The first five markets will be closely followed by another 10, totaling 15, scheduled to have access to the long-term evolution data network by the end of 2011, AT&T Chief Financial Officer John Stephens said in a media appearance this week, according to Fierce Wireless. In all, a U.S. population of 70 million people will have access to the LTE network by year's end.
That means AT&T is on schedule with its plans announced in May of this year. The remaining 10 markets that will gain LTE access this year have not yet been announced.
AT&T began selling its first two LTE devices in August in the form of a 4G USB modem and a mobile hotspot both made by Sierra Wireless. The company also recently launched an LTE tablet, the HTC Jetstream, for $700 with a two-year contract, and plans to launch its first LTE smartphone by the end of 2011.
AT&T has said that it will charge $50 for 5 gigabytes of data on a data-only LTE device, with real-world download speeds of 5 to 12 Mbps, much faster than the company's current HSPA network. Smartphone data pricing for 4G has not yet been announced.

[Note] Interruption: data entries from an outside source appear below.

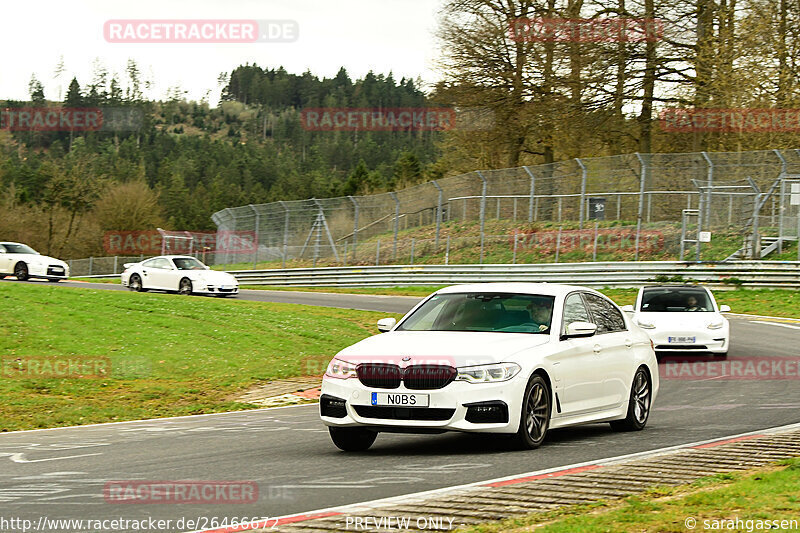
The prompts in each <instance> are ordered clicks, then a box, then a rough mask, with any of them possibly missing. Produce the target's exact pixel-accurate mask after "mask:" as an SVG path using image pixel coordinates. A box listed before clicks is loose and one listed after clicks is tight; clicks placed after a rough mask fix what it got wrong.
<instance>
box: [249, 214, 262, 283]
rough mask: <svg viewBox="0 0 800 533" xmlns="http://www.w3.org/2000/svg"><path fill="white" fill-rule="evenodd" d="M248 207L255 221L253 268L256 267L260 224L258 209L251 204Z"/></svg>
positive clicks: (256, 262) (258, 241)
mask: <svg viewBox="0 0 800 533" xmlns="http://www.w3.org/2000/svg"><path fill="white" fill-rule="evenodd" d="M249 207H250V209H252V210H253V213H255V215H256V222H255V230H256V231H255V233H256V251H255V253H254V254H253V270H255V269H257V268H258V245H259V242H260V239H259V235H258V228H259V226H260V225H261V214H260V213H259V212H258V209H256V208H255V206H254V205H253V204H250V205H249Z"/></svg>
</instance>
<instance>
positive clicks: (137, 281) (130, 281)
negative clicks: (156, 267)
mask: <svg viewBox="0 0 800 533" xmlns="http://www.w3.org/2000/svg"><path fill="white" fill-rule="evenodd" d="M128 288H129V289H130V290H132V291H133V292H144V291H145V288H144V285H142V278H140V277H139V274H133V275H131V279H129V280H128Z"/></svg>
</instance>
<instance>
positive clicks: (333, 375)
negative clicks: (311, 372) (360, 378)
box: [326, 357, 357, 379]
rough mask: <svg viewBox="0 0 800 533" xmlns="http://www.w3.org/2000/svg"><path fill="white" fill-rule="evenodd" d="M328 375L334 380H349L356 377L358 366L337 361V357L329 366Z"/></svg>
mask: <svg viewBox="0 0 800 533" xmlns="http://www.w3.org/2000/svg"><path fill="white" fill-rule="evenodd" d="M326 375H327V376H329V377H332V378H338V379H347V378H354V377H356V375H357V374H356V365H354V364H351V363H348V362H347V361H342V360H341V359H336V358H335V357H334V358H333V360H332V361H331V362H330V364H329V365H328V371H327V372H326Z"/></svg>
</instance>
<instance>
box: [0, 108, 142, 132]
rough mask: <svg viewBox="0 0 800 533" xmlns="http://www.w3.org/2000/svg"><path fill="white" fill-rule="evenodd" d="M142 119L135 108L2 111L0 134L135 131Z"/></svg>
mask: <svg viewBox="0 0 800 533" xmlns="http://www.w3.org/2000/svg"><path fill="white" fill-rule="evenodd" d="M143 117H144V114H143V113H142V110H141V109H138V108H135V107H81V108H73V107H7V108H4V109H0V130H8V131H36V132H59V131H61V132H67V131H75V132H81V131H135V130H138V129H140V128H141V127H142V122H143Z"/></svg>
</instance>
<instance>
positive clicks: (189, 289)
mask: <svg viewBox="0 0 800 533" xmlns="http://www.w3.org/2000/svg"><path fill="white" fill-rule="evenodd" d="M178 292H179V293H181V294H185V295H187V296H188V295H190V294H192V281H191V280H190V279H188V278H183V279H182V280H181V283H180V285H178Z"/></svg>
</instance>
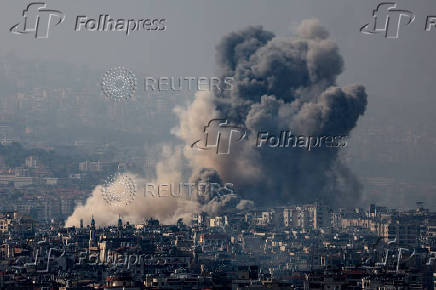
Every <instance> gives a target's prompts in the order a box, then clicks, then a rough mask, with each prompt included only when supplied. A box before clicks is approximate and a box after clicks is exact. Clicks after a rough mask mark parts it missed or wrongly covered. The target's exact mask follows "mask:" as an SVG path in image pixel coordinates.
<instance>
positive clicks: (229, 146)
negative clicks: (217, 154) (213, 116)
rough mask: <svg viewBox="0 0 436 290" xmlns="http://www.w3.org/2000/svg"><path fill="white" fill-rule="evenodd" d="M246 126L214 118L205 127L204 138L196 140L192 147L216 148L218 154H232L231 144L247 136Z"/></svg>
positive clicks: (192, 145)
mask: <svg viewBox="0 0 436 290" xmlns="http://www.w3.org/2000/svg"><path fill="white" fill-rule="evenodd" d="M246 134H247V131H246V129H245V128H242V127H238V126H232V125H229V124H228V122H227V120H225V119H212V120H210V121H209V123H208V124H207V126H205V127H204V135H203V139H200V140H197V141H195V142H194V143H193V144H192V145H191V147H192V148H194V147H195V148H197V149H198V150H210V149H213V148H215V149H216V154H219V155H227V154H230V145H231V144H232V143H233V142H239V141H241V140H242V139H244V138H245V136H246Z"/></svg>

Rival carrier Verizon, currently the only other company to offer the iPhone in the U.S., already launched its own 4G LTE network in late 2010. Verizon also has a handful of Android-powered handsets that are 4G-capable, but Apple has suggested that it will not be quick to build an LTE device.
Apple Chief Operating Officer Tim Cook said this April that his company is still concerned with poor battery life associated with the first 4G devices. He indicated Apple is in no rush to adopt 4G, though there has been ample, unofficial evidence that Apple is exploring the technology for adoption in a future iPhone.